January 6, 2005

 

 

Mexico's Meat Industry Benefited From Mad Cow Scares

 

The Mexican beef industry has profited from the scare over mad cow diseases in the United States and Canada.

 

Agriculture Secretary Javier Usabiaga said Wednesday that Mexico's meat industry has managed to fill the gap in supply since US beef was first barred in December 2003 after the discovery of a Washington State animal with mad cow disease - bovine spongiform encephalopathy.

 

The measure was later eased to allow cuts of meat without bone or nerve material, though machine-boned meat remains barred.

 

Usabiaga said many Mexican producers had invested heavily and are now matching the quality and efficiency of those to the north. He said they should be able to hold onto the new market share after import restrictions end.

 

"I believe this is going to be permanent," he said.

 

However, some industry officials were more cautious.

 

Daniel Curiel, president of the Mexican Meat Council, said the industry might keep some of the market, but said it had not been able to fill all of the demand left by the absence of US cuts.

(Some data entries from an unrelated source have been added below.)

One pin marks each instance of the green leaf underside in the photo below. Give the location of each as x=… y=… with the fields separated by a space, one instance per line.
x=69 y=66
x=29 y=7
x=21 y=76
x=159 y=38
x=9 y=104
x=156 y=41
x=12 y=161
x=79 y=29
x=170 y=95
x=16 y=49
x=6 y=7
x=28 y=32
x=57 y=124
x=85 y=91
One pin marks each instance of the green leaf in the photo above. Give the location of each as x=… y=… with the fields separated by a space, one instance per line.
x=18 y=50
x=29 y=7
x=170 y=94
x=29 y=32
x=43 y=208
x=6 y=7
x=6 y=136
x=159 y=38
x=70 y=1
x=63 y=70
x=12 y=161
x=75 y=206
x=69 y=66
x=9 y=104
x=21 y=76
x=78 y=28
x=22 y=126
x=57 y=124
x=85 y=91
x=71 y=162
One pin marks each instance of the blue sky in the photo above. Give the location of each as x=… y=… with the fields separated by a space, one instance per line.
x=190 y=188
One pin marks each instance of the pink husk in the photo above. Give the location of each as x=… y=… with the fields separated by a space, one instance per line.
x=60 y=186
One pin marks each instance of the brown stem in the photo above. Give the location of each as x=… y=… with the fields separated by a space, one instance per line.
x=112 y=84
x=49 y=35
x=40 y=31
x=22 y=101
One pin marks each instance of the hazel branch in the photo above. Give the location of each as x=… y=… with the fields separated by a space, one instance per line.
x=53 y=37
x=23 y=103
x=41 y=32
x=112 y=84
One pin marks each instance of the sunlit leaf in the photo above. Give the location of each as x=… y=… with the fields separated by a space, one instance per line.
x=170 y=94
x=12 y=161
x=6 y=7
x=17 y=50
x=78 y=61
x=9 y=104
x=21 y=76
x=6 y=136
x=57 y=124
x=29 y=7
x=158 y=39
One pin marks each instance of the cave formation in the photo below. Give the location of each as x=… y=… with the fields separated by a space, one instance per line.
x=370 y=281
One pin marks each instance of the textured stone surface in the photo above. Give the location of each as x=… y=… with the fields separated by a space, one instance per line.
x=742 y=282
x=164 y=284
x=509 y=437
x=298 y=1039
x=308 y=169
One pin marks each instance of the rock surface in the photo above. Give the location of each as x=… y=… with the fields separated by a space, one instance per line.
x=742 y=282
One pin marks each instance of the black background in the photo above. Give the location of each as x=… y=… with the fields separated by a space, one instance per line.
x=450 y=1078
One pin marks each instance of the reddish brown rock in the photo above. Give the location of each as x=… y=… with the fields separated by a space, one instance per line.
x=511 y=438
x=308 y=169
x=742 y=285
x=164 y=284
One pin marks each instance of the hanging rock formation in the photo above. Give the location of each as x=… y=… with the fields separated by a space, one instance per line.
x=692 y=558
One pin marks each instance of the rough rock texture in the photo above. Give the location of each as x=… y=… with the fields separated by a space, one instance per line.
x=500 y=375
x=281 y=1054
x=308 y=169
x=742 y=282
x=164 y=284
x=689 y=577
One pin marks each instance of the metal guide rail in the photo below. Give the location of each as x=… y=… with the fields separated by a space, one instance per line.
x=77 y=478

As an example, one of the most popular cuts in Mexico - a skirt steak known as "arrachera" - is still widely imported due to insufficient local production.

 

"We can't think of substituting everything," he said.

 

Mexican producers already had been shifting toward US-style packaging common in supermarkets, away from the old practice of cutting meat off a carcass as the customer waited.

 

Usabiaga's department estimates that overall beef production increased only a modest 4.5 percent in 2004, to 1.52 million tons from 1.49 million a year earlier.

 

The Agriculture Department's coordinator for livestock, Jose Luis Gallardo, said he expected another 4.5 percent increase in 2005.

 

Overall imports of beef, most from the United States and Canada, hit almost 354,000 tons - worth US$1.4 billion - in 2002 and slipped to 259,278 tons in 2003.

 

The independent National Confederation of Livestock Organizations says it expects imports to run nearly 200,000 tons under this year's restrictions.

 

Last week, Canadian officials confirmed that mad cow disease had been found in a dairy cow from Alberta.